Não permitiremos o assalto e o confisco, ainda que por quadrilhas canudadas compostas por pomposas cabeças mecânicas (como Kant lhes chamaria) nacionais e estrangeiras, dos legítimos e inalienáveis direitos linguísticos da grande maioria do povo destas ilhas. Ainda que fosse uma minoria, como implausível e patranhosamente se quer inventar, não seria aceitável, porquanto direitos básicos e inalienáveis não são uma questão de números. Se quase todos se calam por cobardia, alienação ou ignorância identitária, ligações ou quiçá interesses, materiais ou outros, haverá sempre dois ou três que farão ouvir a sua voz. Eu estarei alevantado entre eles, para dizer que a tanga rota, malcheirosa e mal-enjorcada da pandialetalidade, nós os cidadãos conscientes destas ilhas do meio do mar e suas diásporas não a vestimos. Então, pés ao caminho, que a jornada é dura, o trajeto pedregoso, mas sumamente gratificante por o propósito ser cívico, e não para nenhuma glória pessoal, que este que escreve dispensa perfeitamente.

                                               5.

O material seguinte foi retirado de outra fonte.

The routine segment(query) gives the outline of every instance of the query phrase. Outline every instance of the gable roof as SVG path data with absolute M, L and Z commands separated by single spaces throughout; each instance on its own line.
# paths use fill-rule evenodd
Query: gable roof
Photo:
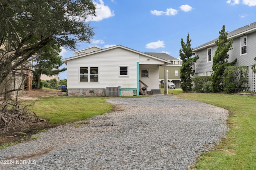
M 66 59 L 62 59 L 62 61 L 64 62 L 64 63 L 65 63 L 65 64 L 66 64 L 66 65 L 67 65 L 67 61 L 68 60 L 72 60 L 73 59 L 77 59 L 78 58 L 80 58 L 80 57 L 85 57 L 85 56 L 87 56 L 88 55 L 92 55 L 94 54 L 96 54 L 97 53 L 102 53 L 104 51 L 106 51 L 108 50 L 110 50 L 111 49 L 116 49 L 116 48 L 120 48 L 122 49 L 124 49 L 126 50 L 128 50 L 129 51 L 134 52 L 134 53 L 138 53 L 138 54 L 141 55 L 144 55 L 144 56 L 146 56 L 147 57 L 149 57 L 149 58 L 151 58 L 155 59 L 156 59 L 157 60 L 158 60 L 160 61 L 162 61 L 163 62 L 166 62 L 167 63 L 170 63 L 171 62 L 170 61 L 168 61 L 167 60 L 162 59 L 161 59 L 160 58 L 158 58 L 157 57 L 156 57 L 155 56 L 153 56 L 151 55 L 149 55 L 148 54 L 146 54 L 141 52 L 140 52 L 139 51 L 137 51 L 135 50 L 134 50 L 133 49 L 130 49 L 129 48 L 127 48 L 126 47 L 124 46 L 123 46 L 122 45 L 116 45 L 115 46 L 113 46 L 113 47 L 111 47 L 109 48 L 107 48 L 106 49 L 100 49 L 98 51 L 93 51 L 91 53 L 86 53 L 86 54 L 84 54 L 81 55 L 78 55 L 78 56 L 74 56 L 71 57 L 69 57 L 69 58 L 68 58 Z M 80 51 L 82 51 L 82 50 L 80 50 Z
M 173 57 L 169 55 L 164 53 L 144 53 L 145 54 L 148 54 L 149 55 L 152 55 L 153 56 L 156 57 L 160 59 L 163 59 L 167 61 L 180 61 L 180 60 L 179 60 L 178 59 L 174 57 Z
M 238 28 L 228 33 L 227 38 L 228 40 L 231 38 L 235 38 L 237 37 L 240 36 L 241 35 L 246 35 L 248 33 L 250 33 L 256 31 L 256 22 L 250 23 L 250 24 L 245 25 L 243 27 Z M 218 39 L 218 38 L 212 40 L 205 44 L 197 47 L 193 49 L 193 51 L 200 50 L 202 48 L 207 47 L 210 47 L 215 45 L 215 41 Z

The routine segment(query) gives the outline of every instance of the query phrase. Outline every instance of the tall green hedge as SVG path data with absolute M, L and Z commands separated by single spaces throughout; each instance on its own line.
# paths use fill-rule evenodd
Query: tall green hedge
M 210 86 L 210 76 L 195 77 L 193 78 L 193 82 L 194 84 L 193 90 L 198 92 L 209 92 L 210 91 L 210 88 L 208 87 L 209 86 Z

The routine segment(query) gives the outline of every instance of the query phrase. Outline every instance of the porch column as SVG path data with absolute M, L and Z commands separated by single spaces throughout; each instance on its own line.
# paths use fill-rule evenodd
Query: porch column
M 167 94 L 167 90 L 168 90 L 167 88 L 167 76 L 166 76 L 166 62 L 164 62 L 164 94 Z

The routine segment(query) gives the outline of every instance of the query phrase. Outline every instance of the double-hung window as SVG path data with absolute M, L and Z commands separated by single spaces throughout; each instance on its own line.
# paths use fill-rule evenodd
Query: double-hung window
M 240 55 L 247 54 L 247 36 L 240 38 Z
M 207 49 L 207 62 L 212 61 L 212 48 Z
M 148 77 L 148 69 L 144 69 L 141 70 L 141 76 Z
M 88 82 L 88 67 L 80 67 L 80 82 Z
M 80 82 L 98 82 L 98 67 L 80 67 Z
M 99 73 L 98 67 L 90 68 L 90 81 L 91 82 L 98 82 Z
M 127 66 L 120 66 L 120 76 L 128 75 L 128 67 Z

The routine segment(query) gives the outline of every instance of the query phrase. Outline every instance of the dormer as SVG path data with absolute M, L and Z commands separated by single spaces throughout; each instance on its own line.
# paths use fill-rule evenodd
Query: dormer
M 82 55 L 88 53 L 92 53 L 98 50 L 102 50 L 102 49 L 96 46 L 91 47 L 87 49 L 79 50 L 76 51 L 74 53 L 74 56 L 77 56 L 78 55 Z

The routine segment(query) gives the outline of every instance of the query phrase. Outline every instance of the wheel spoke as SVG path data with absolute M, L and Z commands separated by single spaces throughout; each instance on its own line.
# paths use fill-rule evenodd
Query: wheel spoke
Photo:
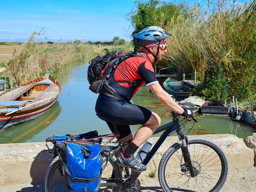
M 187 164 L 183 162 L 181 142 L 179 146 L 176 143 L 170 147 L 161 160 L 158 177 L 162 187 L 171 191 L 220 189 L 228 171 L 227 157 L 222 150 L 207 139 L 189 138 L 188 149 L 196 175 L 192 177 Z

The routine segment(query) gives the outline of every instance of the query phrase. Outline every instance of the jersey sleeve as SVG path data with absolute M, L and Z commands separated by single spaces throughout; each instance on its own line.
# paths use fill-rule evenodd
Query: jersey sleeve
M 147 86 L 158 82 L 152 64 L 150 62 L 146 61 L 140 65 L 138 73 Z

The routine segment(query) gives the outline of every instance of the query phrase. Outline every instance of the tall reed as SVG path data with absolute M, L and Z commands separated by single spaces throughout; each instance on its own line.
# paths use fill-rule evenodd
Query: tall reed
M 208 99 L 234 95 L 242 101 L 256 94 L 256 3 L 237 3 L 209 1 L 206 8 L 191 7 L 189 17 L 180 14 L 166 27 L 173 35 L 166 57 L 180 78 L 183 73 L 193 77 L 196 69 L 204 80 L 197 94 Z
M 48 44 L 35 41 L 40 32 L 34 32 L 20 54 L 14 51 L 7 64 L 5 73 L 14 85 L 19 85 L 47 71 L 52 74 L 64 66 L 79 61 L 89 60 L 103 52 L 97 47 L 83 43 Z

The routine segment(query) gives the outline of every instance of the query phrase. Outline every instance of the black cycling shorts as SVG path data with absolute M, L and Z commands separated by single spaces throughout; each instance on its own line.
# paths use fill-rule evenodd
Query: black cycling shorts
M 144 107 L 127 103 L 119 97 L 111 97 L 103 94 L 99 95 L 95 110 L 101 117 L 117 124 L 121 138 L 131 132 L 129 125 L 144 124 L 152 114 L 151 111 Z M 113 132 L 113 127 L 110 128 Z

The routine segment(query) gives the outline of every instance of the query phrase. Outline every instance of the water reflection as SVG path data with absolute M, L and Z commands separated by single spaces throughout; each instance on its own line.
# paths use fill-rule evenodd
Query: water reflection
M 132 99 L 133 103 L 144 106 L 158 114 L 162 120 L 161 125 L 171 120 L 170 110 L 164 107 L 146 86 L 141 87 L 138 92 L 139 94 Z M 243 122 L 232 121 L 228 117 L 203 116 L 197 113 L 194 115 L 198 122 L 195 124 L 193 122 L 188 123 L 185 132 L 187 133 L 194 125 L 193 129 L 188 133 L 189 135 L 228 133 L 244 139 L 255 132 L 255 129 L 249 125 Z M 132 126 L 133 132 L 136 132 L 140 126 Z M 161 134 L 159 133 L 155 135 L 160 136 Z
M 50 109 L 36 119 L 0 132 L 0 143 L 22 143 L 39 134 L 58 117 L 61 109 L 58 101 Z
M 47 137 L 54 135 L 76 134 L 94 130 L 102 135 L 109 133 L 106 123 L 96 115 L 94 108 L 98 95 L 88 89 L 88 67 L 86 64 L 75 65 L 54 75 L 61 87 L 58 103 L 41 117 L 0 132 L 0 143 L 43 142 Z M 132 102 L 158 114 L 162 120 L 161 125 L 172 120 L 170 110 L 145 86 L 139 90 Z M 195 116 L 198 123 L 194 125 L 189 135 L 230 133 L 245 139 L 255 132 L 250 125 L 232 121 L 228 117 L 197 114 Z M 193 122 L 188 122 L 185 132 L 193 124 Z M 133 135 L 140 126 L 131 126 Z M 160 134 L 159 133 L 155 136 Z

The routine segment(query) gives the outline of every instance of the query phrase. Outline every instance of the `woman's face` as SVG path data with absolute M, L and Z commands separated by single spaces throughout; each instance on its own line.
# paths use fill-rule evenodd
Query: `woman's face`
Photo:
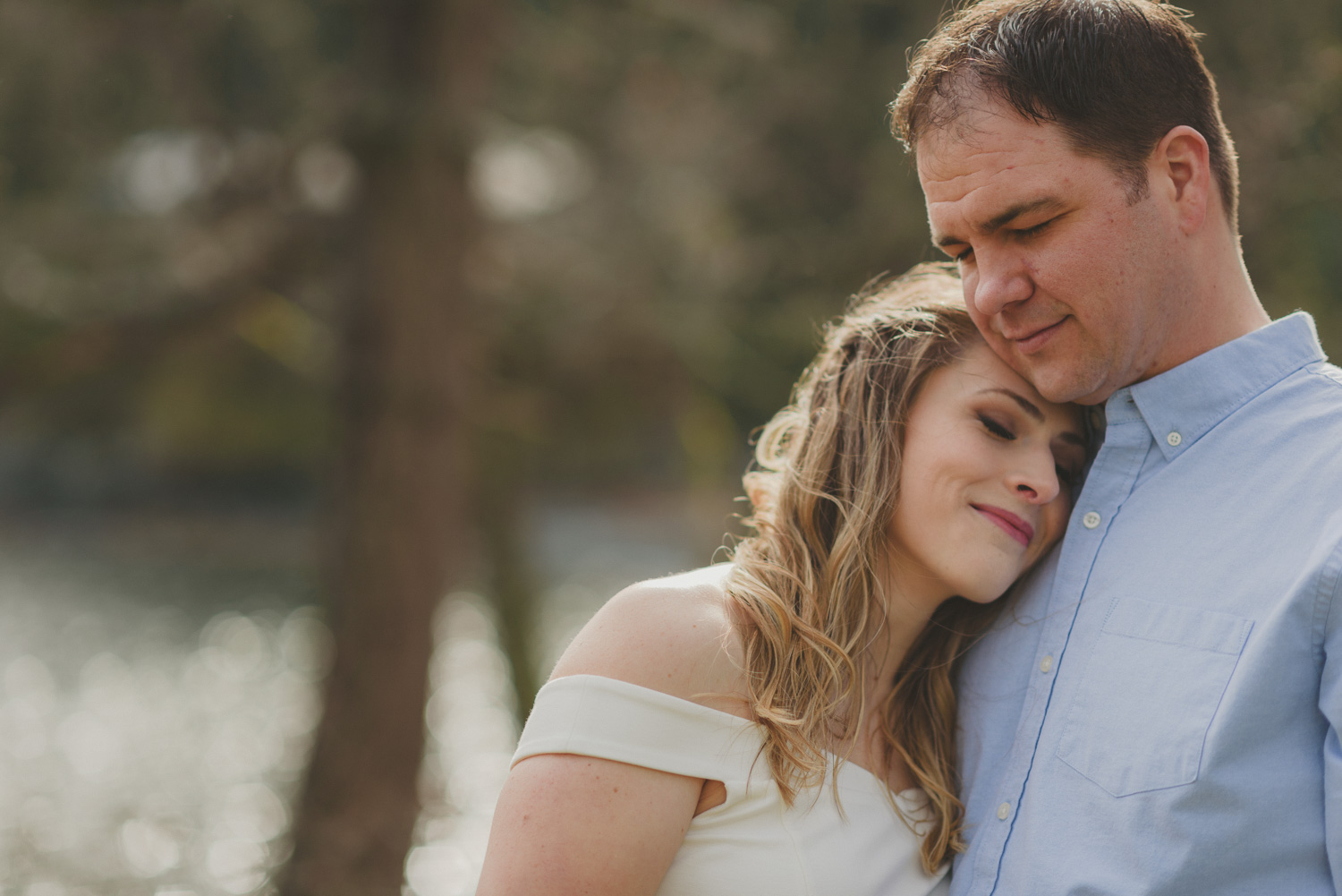
M 1062 536 L 1084 462 L 1080 408 L 1045 402 L 985 344 L 934 371 L 905 433 L 896 592 L 929 613 L 1001 596 Z

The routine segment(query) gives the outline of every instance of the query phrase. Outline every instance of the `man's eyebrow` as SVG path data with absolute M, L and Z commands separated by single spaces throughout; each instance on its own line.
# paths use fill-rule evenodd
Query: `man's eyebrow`
M 1031 199 L 1028 201 L 1016 203 L 1015 206 L 1001 212 L 1000 215 L 988 219 L 988 222 L 978 230 L 981 232 L 990 234 L 994 230 L 998 230 L 1009 224 L 1011 222 L 1016 220 L 1021 215 L 1028 215 L 1032 211 L 1039 211 L 1040 208 L 1045 208 L 1048 206 L 1059 206 L 1059 204 L 1062 203 L 1056 196 L 1040 196 L 1039 199 Z M 965 240 L 958 236 L 951 236 L 949 234 L 945 236 L 937 236 L 933 240 L 933 243 L 935 243 L 939 247 L 954 246 L 962 242 Z

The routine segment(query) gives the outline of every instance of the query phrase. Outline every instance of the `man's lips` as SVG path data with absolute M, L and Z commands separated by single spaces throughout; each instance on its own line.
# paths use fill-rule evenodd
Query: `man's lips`
M 1002 532 L 1020 541 L 1021 547 L 1028 548 L 1031 539 L 1035 537 L 1035 527 L 1011 510 L 1004 510 L 992 504 L 970 504 L 969 506 L 982 513 L 990 523 L 997 524 Z
M 1015 333 L 1002 332 L 1002 339 L 1015 343 L 1016 348 L 1020 349 L 1021 355 L 1033 355 L 1039 349 L 1044 348 L 1044 344 L 1057 332 L 1057 328 L 1063 325 L 1067 318 L 1053 321 L 1048 326 L 1040 326 L 1032 330 L 1016 330 Z

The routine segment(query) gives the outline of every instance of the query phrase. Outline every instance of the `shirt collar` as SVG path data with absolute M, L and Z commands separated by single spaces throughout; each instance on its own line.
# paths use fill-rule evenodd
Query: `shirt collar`
M 1110 423 L 1139 414 L 1165 459 L 1173 461 L 1249 399 L 1325 360 L 1314 318 L 1296 312 L 1118 390 L 1104 411 Z

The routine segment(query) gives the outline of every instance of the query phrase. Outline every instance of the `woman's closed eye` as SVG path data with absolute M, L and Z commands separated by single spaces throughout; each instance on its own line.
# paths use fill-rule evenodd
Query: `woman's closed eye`
M 1057 481 L 1068 492 L 1074 492 L 1076 485 L 1080 482 L 1082 474 L 1078 470 L 1056 463 L 1053 470 L 1057 473 Z
M 989 433 L 992 433 L 997 438 L 1007 439 L 1008 442 L 1015 442 L 1016 441 L 1016 434 L 1012 433 L 1011 429 L 1005 423 L 994 420 L 988 414 L 980 414 L 978 415 L 978 422 L 982 423 L 984 429 L 986 429 Z

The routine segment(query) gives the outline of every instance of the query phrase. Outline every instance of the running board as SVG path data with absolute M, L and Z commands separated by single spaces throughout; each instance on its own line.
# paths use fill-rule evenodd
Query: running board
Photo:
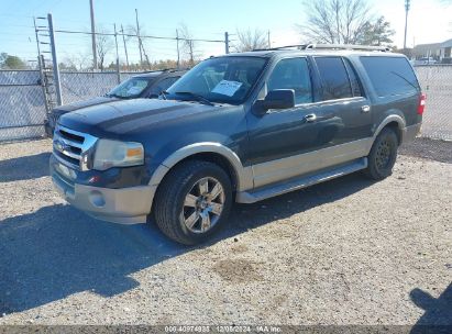
M 236 201 L 239 203 L 255 203 L 275 196 L 299 190 L 320 182 L 329 181 L 338 177 L 352 174 L 365 168 L 367 168 L 367 158 L 360 158 L 357 160 L 353 160 L 351 164 L 342 165 L 340 167 L 335 166 L 330 169 L 322 170 L 319 174 L 305 176 L 300 179 L 293 179 L 290 181 L 266 186 L 264 188 L 253 191 L 239 192 L 236 194 Z

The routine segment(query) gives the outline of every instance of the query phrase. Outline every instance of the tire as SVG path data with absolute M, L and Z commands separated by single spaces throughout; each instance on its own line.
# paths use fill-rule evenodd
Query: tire
M 220 191 L 218 183 L 222 192 L 213 198 Z M 170 170 L 158 187 L 154 218 L 169 238 L 196 245 L 208 241 L 227 224 L 231 207 L 232 186 L 228 174 L 216 164 L 189 160 Z
M 383 129 L 367 156 L 368 166 L 364 174 L 374 180 L 383 180 L 390 176 L 397 160 L 397 149 L 396 133 L 389 127 Z

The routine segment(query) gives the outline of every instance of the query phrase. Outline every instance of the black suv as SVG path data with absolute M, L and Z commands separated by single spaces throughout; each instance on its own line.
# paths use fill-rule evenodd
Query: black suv
M 328 49 L 330 48 L 330 49 Z M 360 48 L 360 49 L 359 49 Z M 159 100 L 60 118 L 51 175 L 68 202 L 196 244 L 252 203 L 363 170 L 388 177 L 419 132 L 425 96 L 384 48 L 316 46 L 207 59 Z
M 70 111 L 117 100 L 158 98 L 162 91 L 168 89 L 186 71 L 186 69 L 164 69 L 140 74 L 121 82 L 103 97 L 57 107 L 51 111 L 48 119 L 44 121 L 45 133 L 52 137 L 58 119 Z

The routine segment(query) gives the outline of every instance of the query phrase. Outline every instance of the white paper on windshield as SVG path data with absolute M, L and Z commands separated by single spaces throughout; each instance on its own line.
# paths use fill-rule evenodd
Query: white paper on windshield
M 135 94 L 141 93 L 142 90 L 143 90 L 143 88 L 133 86 L 133 87 L 129 88 L 128 93 L 131 94 L 131 96 L 135 96 Z
M 242 82 L 222 80 L 213 88 L 212 92 L 227 97 L 232 97 L 242 87 Z

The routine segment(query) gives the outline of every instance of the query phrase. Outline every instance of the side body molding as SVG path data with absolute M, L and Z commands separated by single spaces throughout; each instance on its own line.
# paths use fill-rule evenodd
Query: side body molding
M 253 188 L 253 169 L 251 167 L 243 167 L 239 156 L 229 147 L 220 143 L 211 142 L 191 144 L 173 153 L 155 170 L 151 178 L 150 186 L 158 186 L 169 169 L 177 163 L 199 153 L 216 153 L 227 158 L 235 171 L 238 191 L 250 190 Z

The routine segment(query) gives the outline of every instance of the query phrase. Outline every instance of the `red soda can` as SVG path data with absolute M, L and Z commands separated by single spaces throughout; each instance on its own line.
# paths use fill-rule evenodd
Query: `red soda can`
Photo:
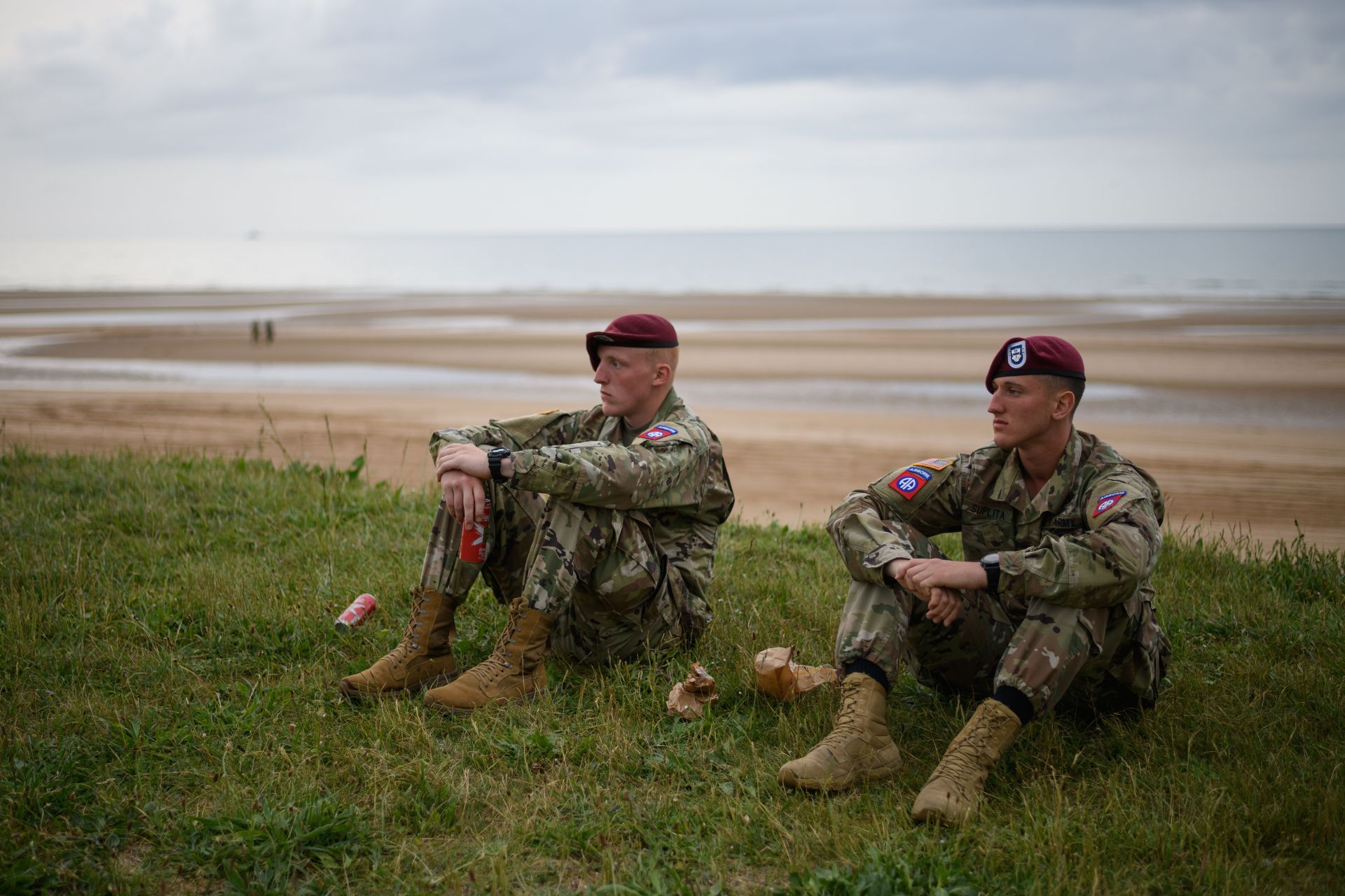
M 480 521 L 463 523 L 463 543 L 457 545 L 457 559 L 463 563 L 486 560 L 486 527 L 491 524 L 491 500 L 486 498 L 486 513 Z
M 339 634 L 350 634 L 351 629 L 362 625 L 369 618 L 369 614 L 377 609 L 378 600 L 374 600 L 374 595 L 359 595 L 354 603 L 346 607 L 346 613 L 336 617 L 336 631 Z

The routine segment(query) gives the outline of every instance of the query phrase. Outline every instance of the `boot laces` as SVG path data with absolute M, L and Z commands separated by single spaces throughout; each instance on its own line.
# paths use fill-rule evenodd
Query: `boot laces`
M 976 758 L 986 755 L 991 733 L 991 725 L 982 723 L 966 732 L 964 736 L 955 739 L 952 746 L 948 747 L 948 752 L 939 762 L 935 775 L 944 776 L 952 774 L 959 779 L 964 779 L 968 775 L 983 775 L 986 768 L 982 763 L 976 762 Z
M 401 642 L 393 647 L 391 653 L 387 654 L 387 662 L 393 666 L 401 666 L 410 658 L 412 650 L 420 650 L 420 642 L 417 641 L 417 629 L 425 623 L 421 617 L 425 615 L 425 604 L 429 603 L 429 598 L 421 588 L 412 591 L 412 618 L 406 623 L 406 631 L 402 633 Z
M 819 747 L 833 746 L 837 743 L 845 743 L 855 735 L 862 733 L 863 725 L 859 721 L 859 693 L 847 693 L 841 701 L 841 711 L 837 712 L 835 727 L 831 728 L 831 733 L 822 739 Z
M 495 650 L 492 650 L 491 656 L 482 660 L 480 665 L 476 666 L 482 674 L 490 676 L 491 680 L 498 680 L 506 674 L 506 669 L 514 668 L 514 664 L 508 660 L 507 645 L 514 643 L 514 635 L 516 635 L 522 627 L 523 613 L 526 613 L 526 607 L 523 610 L 510 611 L 508 622 L 504 623 L 504 631 L 502 631 L 500 637 L 495 639 Z

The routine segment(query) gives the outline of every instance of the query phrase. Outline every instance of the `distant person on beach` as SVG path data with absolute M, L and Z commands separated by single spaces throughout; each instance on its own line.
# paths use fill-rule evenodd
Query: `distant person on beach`
M 691 645 L 733 488 L 720 439 L 672 390 L 678 337 L 627 314 L 586 339 L 601 403 L 445 429 L 430 438 L 444 500 L 401 643 L 343 678 L 348 697 L 432 688 L 425 705 L 469 712 L 533 699 L 550 650 L 576 662 Z M 488 504 L 487 504 L 488 502 Z M 487 516 L 484 556 L 459 556 L 463 521 Z M 461 677 L 453 613 L 479 575 L 508 622 Z
M 1010 339 L 986 375 L 991 445 L 931 458 L 853 492 L 827 529 L 850 572 L 837 631 L 835 727 L 780 783 L 841 790 L 893 775 L 888 689 L 898 668 L 982 701 L 916 797 L 912 817 L 960 825 L 1022 725 L 1068 697 L 1154 704 L 1170 646 L 1150 576 L 1158 484 L 1073 427 L 1084 361 L 1054 336 Z M 962 533 L 963 562 L 929 536 Z

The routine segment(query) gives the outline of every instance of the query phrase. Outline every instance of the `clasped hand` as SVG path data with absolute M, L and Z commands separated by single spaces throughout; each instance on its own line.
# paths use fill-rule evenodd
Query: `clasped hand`
M 486 450 L 475 445 L 445 445 L 434 458 L 434 478 L 444 489 L 444 506 L 463 523 L 486 516 L 486 486 L 491 466 Z
M 962 614 L 963 588 L 986 587 L 986 571 L 979 563 L 916 557 L 892 560 L 884 567 L 888 578 L 929 604 L 925 618 L 951 626 Z

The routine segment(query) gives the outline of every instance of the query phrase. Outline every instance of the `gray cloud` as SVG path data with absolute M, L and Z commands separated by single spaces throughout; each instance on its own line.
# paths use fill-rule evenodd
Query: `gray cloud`
M 0 12 L 11 181 L 200 163 L 822 192 L 911 159 L 1341 179 L 1338 3 L 50 3 Z

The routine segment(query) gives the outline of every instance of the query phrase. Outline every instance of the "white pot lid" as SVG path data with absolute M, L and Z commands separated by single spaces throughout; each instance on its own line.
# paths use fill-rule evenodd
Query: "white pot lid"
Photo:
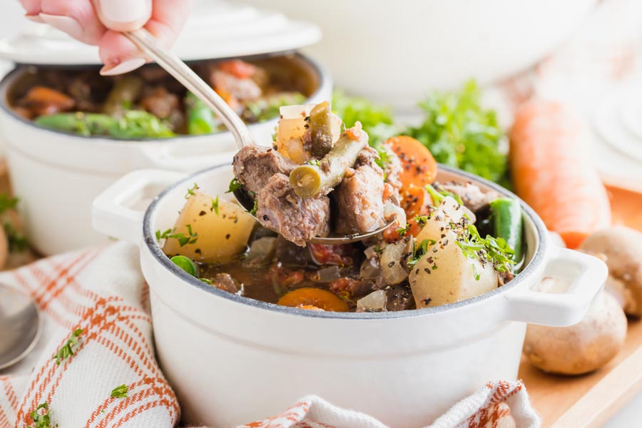
M 192 61 L 294 51 L 321 39 L 314 24 L 236 2 L 197 0 L 173 51 Z M 29 64 L 98 64 L 98 48 L 48 25 L 29 22 L 0 39 L 0 58 Z

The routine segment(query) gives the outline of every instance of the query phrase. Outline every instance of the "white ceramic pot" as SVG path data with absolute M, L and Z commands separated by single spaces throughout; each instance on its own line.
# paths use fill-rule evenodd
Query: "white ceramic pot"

Creio não me equivocar demasiado se disser estarmos, neste caso concreto, em presença duma verdadeira patologia científica: um abuso de um suposto conhecimento, e um desvio ao propósito para que foram contratadas. Mas é a longa manus do bairrismo supremacista, no seu avatar polaco-brasileiro e cabo-verdiano-nortenho, que mais consterna neste gravíssimo caso. Uma inaudita tentativa de assalto aos direitos dos naturais falantes do idioma destas ilhas, um escabroso e escandaloso caso de polícia e de psiquiatria forense, em suma, uma panbarbaridade, uma violenta violação que o povo destas ilhas não consentirá nem engolirá, nem embalada e edulcorada pela cantilena duma pseudociência na sua desfaçatez divisionista, para melhor atingir os seus objetivos supremacistas. Isto é apenas um prolegómenos do que farão no futuro, se consentirmos agora esse veneno bairrista, ainda que sob a capa de experimentação e com o selo de ciência.

O caminho da liberdade, igualdade e dignidade linguísticas não pode ser trilhado sob a bota retumbante da desonestidade, nacional ou estrangeira, ou com a bússola dos interesses supremacistas/bairristas, de uns poucos, diga-se em abono da verdade, que configuram uma autêntica traição à causa. Mas estava escrito que um tempo viria em que o combate seria entre combatentes, pela definição e não instrumentalização dessa mesma causa. Possivelmente, nem combatentes são, mas apenas gente a fazer naturalmente pela vida, sem os devidos escrúpulos, numa matéria que tem tremendas consequências sociais e civilizacionais, e por isso deveria ser mais do que fonte de alimentação de egos, currículos ou estômagos. 

A contrário, é a minha razão para este tipo de enfrentamento: a ausência de qualquer tipo de ambição, o que me torna completa e desassombradamente livre, ainda que sempre clandestino na ditadura do mundo. Nem aquilo que me fez conhecido foi uma ambição minha, mas apenas simples necessidade. Ainda que fosse, há um momento na vida em que um homem tem que escolher uma causa maior do que a soma de todas as suas legítimas ambições. Nem preciso de dizer que o meu lugar, quer no âmbito estrito da literatura cabo-verdiana, ou no da língua portuguesa, está, sem falsas modéstias, definido. Pelo que o engajamento neste combate, hoje pela clarificação, não visa nenhuma glória pessoal, mas tem como premissa e esteio um chamamento cívico, comunitário e civilizacional.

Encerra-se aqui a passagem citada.